Proposed document structure and content for IDNA

Sat Jul 12 14:58:01 CEST 2008

--On Thursday, 10 July, 2008 10:37 -0700 Paul Hoffman
<phoffman at imc.org> wrote:

>...
> There are three large problems with the structure and content
> of the  current set of documents; fortunately, all are easy to
> fix at the  same time.
>...
> In summary, we should:
> 
> - Merge the four documents into one (keeping all the authors,
> of course) - Completely strip out the commentary / history /
> rationale - Move forwards with one concise protocol document
> 
> Thoughts?

Paul,

Let me give you my take on this, with the understanding that
most of it has been said before by others.

I'm going to refer to the four existing documents simply as
Tables, Bidi, Protocol, and Rationale below.  Lower-case uses
of the same words are just words. I trust that won't confuse
anyone.

This is a long note.   I believe that the issues are more
complex than one might infer from your message, that they are
worth careful examination, and that there is no way to do that
in a short message.  I hope you and others will take the time
to read it.

First of all, there are, to me, really three separate issues in
your proposal:

	(1) Do we need the rationale, history, or explanation
	   material?

	(2) Can and should we separate that rationale, etc.,
	   material from the specifically-protocol and
	   implementation material?

	(3) How should the protocol material be organized?

It may even be worth breaking these into separate threads, but
let's see how the discussion goes.

I want to take those with the last one first, since I think
that, in part, we may be just having a simple misunderstanding
about it.  So...

  --------------------

(3) How should the protocol material be organized?

   Bidi was originally separate from Protocol (called "Issues"
   at the time) simply as a "division of labor" matter.  There
   are some related "division of expertise" issues -- really
   understanding Bidi requires a rather different knowledge
   base that really understanding the rest of the protocol (and
   table) pieces and there are some extremely complex tradeoffs
   in that work.  In particular, my hope is that our colleagues
   in the RtoL script community will continue to study the Bidi
   document very carefully, not because I want to keep them
   away from anything else, but because they have special
   first-hand expertise and perspective on the implications of
   various alternate choices in that area that most of the rest
   of us lack.  I think that focused examination is facilitated
   by keeping the documents separate until we have fairly
   stable consensus about the substantive issues in both. 
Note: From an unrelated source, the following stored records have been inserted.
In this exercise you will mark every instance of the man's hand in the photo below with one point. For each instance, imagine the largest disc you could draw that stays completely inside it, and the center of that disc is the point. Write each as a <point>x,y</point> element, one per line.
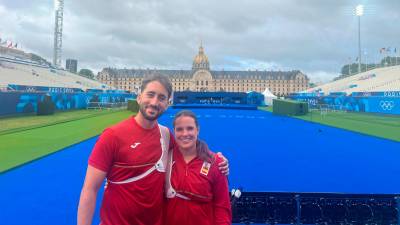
<point>224,165</point>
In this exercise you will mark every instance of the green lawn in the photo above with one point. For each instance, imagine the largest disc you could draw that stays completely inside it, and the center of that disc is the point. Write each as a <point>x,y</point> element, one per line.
<point>24,122</point>
<point>385,126</point>
<point>380,125</point>
<point>19,147</point>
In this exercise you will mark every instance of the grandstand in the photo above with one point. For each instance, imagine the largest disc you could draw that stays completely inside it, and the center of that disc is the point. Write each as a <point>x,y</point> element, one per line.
<point>26,72</point>
<point>376,80</point>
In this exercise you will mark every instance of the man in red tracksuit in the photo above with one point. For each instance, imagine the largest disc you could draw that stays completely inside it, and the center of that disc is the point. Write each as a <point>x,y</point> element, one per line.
<point>132,155</point>
<point>197,192</point>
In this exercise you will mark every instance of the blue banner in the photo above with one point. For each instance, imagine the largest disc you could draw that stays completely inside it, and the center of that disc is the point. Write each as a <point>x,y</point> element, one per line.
<point>23,102</point>
<point>24,88</point>
<point>379,102</point>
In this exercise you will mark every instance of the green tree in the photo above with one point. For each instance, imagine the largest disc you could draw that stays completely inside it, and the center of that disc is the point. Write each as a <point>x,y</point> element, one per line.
<point>86,73</point>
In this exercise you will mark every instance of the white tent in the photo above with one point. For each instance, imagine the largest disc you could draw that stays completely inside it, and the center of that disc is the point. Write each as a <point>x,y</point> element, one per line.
<point>268,96</point>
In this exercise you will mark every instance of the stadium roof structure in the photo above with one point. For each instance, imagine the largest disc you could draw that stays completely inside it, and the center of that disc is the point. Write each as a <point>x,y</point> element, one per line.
<point>376,80</point>
<point>18,72</point>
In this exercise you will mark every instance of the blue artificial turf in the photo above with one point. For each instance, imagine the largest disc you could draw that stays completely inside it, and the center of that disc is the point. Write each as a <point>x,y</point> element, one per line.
<point>266,153</point>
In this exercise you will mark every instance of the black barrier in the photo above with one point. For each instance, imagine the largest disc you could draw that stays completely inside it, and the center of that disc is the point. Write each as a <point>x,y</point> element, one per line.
<point>316,208</point>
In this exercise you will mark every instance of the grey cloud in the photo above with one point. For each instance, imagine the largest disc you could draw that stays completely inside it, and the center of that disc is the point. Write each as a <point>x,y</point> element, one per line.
<point>313,36</point>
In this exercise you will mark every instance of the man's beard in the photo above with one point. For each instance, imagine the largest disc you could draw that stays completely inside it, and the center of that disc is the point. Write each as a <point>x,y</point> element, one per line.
<point>142,109</point>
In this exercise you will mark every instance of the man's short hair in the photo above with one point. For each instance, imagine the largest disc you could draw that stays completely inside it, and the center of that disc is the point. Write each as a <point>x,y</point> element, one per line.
<point>164,81</point>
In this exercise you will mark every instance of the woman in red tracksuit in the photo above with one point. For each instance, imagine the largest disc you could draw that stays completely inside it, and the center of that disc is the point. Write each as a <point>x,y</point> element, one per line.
<point>197,192</point>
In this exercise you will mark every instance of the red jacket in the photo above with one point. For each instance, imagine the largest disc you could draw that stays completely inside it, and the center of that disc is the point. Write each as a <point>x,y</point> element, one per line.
<point>205,189</point>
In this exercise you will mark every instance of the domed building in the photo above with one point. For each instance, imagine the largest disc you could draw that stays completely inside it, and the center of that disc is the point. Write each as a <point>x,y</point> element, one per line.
<point>201,78</point>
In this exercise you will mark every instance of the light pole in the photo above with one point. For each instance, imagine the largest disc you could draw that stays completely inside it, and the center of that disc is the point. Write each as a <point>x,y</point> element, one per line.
<point>359,13</point>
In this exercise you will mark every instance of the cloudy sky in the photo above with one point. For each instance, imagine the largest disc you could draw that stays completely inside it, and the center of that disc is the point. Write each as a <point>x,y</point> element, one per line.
<point>314,36</point>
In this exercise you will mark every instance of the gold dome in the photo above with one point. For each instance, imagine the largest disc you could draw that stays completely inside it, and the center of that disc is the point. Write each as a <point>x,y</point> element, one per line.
<point>201,60</point>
   However, I actually see some significant advantages to
   combining those two documents before RFC publication -- as a
   more or less purely editorial matter -- most of those
   advantages parallel comments you, Mark, and others have made
   about not having to look at too many documents at the same
   time.    It would be a bit of extra work at that stage, but
   I think it would be worth it in the long run.   I believe
   there is a strong pragmatic case for publishing them
   separately for Proposed Standard and then pulling them
   together, just to save time, but my personal belief is that
   the tradeoffs work out to combining them now.

   If Protocol and Bidi are combined, then the question is
   whether the information in Tables should be combined with
   them (or, if they are left apart, whether Tables should be
   folded into Protocol)?  There, I think we reason from
   different experience.  You believe that we will see a larger
   number of implementations, and more accurate ones, if there
   is a single, unified, large document.  I believe that very
   large documents tend to cause people to glaze over and start
   skimming, resulting in poorer and less interoperable
   implementations because details are missed.  While I think
   there are elements of truth in both of those perspectives, I
   can't offer any clear rule that would resolve the tradeoffs.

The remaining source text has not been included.